Le phonème « père » offre, par hasard, une assonance avec « Pierre » ; la fête des pères, à la lumière de la foi, conduit à la figure du saint père. Puisque le lieutenant terrestre du Christ exerce un « ministère d’amour » (saint Augustin, Traités sur Jean, 123, 5), le pape a le droit de s’exprimer par des gestes paternels : un baiser de paix, une accolade cordiale. Des façons chaleureuses d’évêque, parfois reconnaissantes, toujours stimulantes. Les papes saints, en embrassant, félicitent et renforcent la fidélité des siens.
« Gardez l’unité d’esprit par le lien de la paix » (Ephésiens 4, 3). Le Peuple de Dieu s’agglutine dans la charité par le lien du souffle divin ; l’Esprit Saint, selon le mystique cistercien, est l’« étreinte » resserrée, le « baiser » réciproque du Père et du Fils unique (Guillaume de Saint-Thierry, Sur le Cantique §1). Une Trinité sans fissures. L’Esprit palpite dans chaque signe de charité.
En moins de trente ans, deux papes n’ont pas hésité à serrer entre leurs bras, sous l’œil des caméras, le pasteur de l’Opus Dei, comme l’un de ses nombreux collaborateurs loyaux : Paul VI le fit avec mgr Escriva ; Jean-Paul II, avec mgr del Portillo. Les trois premiers ont été canonisés, entre 2002 et 2018 ; le dernier, béatifié en 2014. Les quatre sont vénérés publiquement dans l’Église, la mère féconde de tous.
Haut responsable au Vatican, en 1946 le futur Paul VI avait rencontré Mgr Escriva, qui venait de s’installer à Rome, ainsi que son proche collaborateur, le prêtre et ex-ingénieur Del Portillo. Mgr Montini, formé dans « l’humanisme intégral » de J. Maritain, avait bien compris le message diffusé par Escriva ; ainsi il le soutint face à certains intégrismes dans la curie romaine.
Devenu Paul VI, il lui adressa un message manuscrit (octobre 1964) et le reçut plusieurs fois en audience privée. « L’Opus Dei exprime la jeunesse pérenne de l’Église », écrivit-il, en comparant son rayonnement évangélisateur aux vaisseaux sanguins capillaires qui atteignent chaque cellule. Juste avant la fin du concile Vatican II, le pape voulut inaugurer, dans un quartier ouvrier du diocèse, une œuvre sociale qui avait été confiée à l’Opus Dei. La durée de la visite pulvérisa les prévisions du protocole ; tout se termina par une accolade d’adieux, assortie d’un éloge lapidaire : « Tout ce que j’ai vu ici c’est l’œuvre de Dieu ». Les évêques du monde entier en furent au courant.

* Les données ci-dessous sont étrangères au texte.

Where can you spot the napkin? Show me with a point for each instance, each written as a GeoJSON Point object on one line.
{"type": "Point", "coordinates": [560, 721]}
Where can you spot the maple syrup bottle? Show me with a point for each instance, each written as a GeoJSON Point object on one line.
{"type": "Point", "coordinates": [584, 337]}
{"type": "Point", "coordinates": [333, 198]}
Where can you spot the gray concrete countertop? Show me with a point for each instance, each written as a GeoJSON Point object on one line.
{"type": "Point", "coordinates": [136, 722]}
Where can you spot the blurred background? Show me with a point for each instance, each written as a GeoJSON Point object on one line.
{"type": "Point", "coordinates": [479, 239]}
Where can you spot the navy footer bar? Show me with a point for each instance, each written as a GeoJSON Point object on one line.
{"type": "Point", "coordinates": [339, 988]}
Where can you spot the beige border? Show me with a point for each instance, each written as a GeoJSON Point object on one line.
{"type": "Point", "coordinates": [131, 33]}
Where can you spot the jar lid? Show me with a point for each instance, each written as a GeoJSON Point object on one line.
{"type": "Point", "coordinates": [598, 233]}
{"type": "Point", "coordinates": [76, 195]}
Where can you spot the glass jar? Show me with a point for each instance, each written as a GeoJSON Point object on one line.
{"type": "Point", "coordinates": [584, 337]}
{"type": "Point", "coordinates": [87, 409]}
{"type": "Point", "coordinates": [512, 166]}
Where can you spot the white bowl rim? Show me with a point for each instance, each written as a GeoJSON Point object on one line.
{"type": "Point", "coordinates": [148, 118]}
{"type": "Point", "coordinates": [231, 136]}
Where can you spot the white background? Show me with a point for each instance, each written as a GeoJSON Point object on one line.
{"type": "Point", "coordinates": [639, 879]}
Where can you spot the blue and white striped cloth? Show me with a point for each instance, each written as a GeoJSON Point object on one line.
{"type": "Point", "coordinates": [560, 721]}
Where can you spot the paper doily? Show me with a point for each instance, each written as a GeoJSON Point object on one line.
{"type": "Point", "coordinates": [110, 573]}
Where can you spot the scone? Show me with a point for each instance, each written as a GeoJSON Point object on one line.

Jean Paul II ne connut pas Escriva, mais lut ses écrits et présida successivement sa béatification (1992) et canonisation (2002). Un bis rare. À l’occasion, le cardinal Ratzinger déclarait : « Escriva n’a pas fait son œuvre, mais celle de Dieu ».
Dans l’homélie du 17 mai 1992, le pape avait salué « l’humanisme chrétien » du bienheureux ; dans le discours du lendemain, il qualifiait sa fondation d’un « grand bien pour l’Église ». Ce jour-là, le pape avait offert une audience aux pèlerins, présidés par le prélat de l’institution. L’embrassade scella la rencontre : un satisfecit de haut de gamme. Des gestes de marque. Une accolade romaine peut bien en cacher une autre.
Dix ans plus tard, il admirait « l’horizon insoupçonné » de son message, utile à tous pour l’évangélisation d’un monde blessé. Le pontife décernait au nouveau canonisé un titre inattendu : « On pourrait dire qu'il fut le saint de l'ordinaire ». Peut-être comme une voiture tout-terrain ?
L’Esprit fait aimer dans le don total de soi-même. Saint Josémaria avouait être épris par « trois amours » : le Christ, Notre Dame et le chef de l’Église (Chemin §833). Tout le ministère sacerdotal du saint prêtre gravitait autour ; son héritage reste vivant.
Ces signes d’affection invitent aujourd’hui à une responsabilité accrue. Un 23 juin, Saint Josémaria arriva à Rome ; il la quitta un 26, date de sa mémoire liturgique, pour rejoindre la Patrie ultime ; le 29, les saints Pierre et Paul brillent de tous les feux du martyre. À nous de les suivre.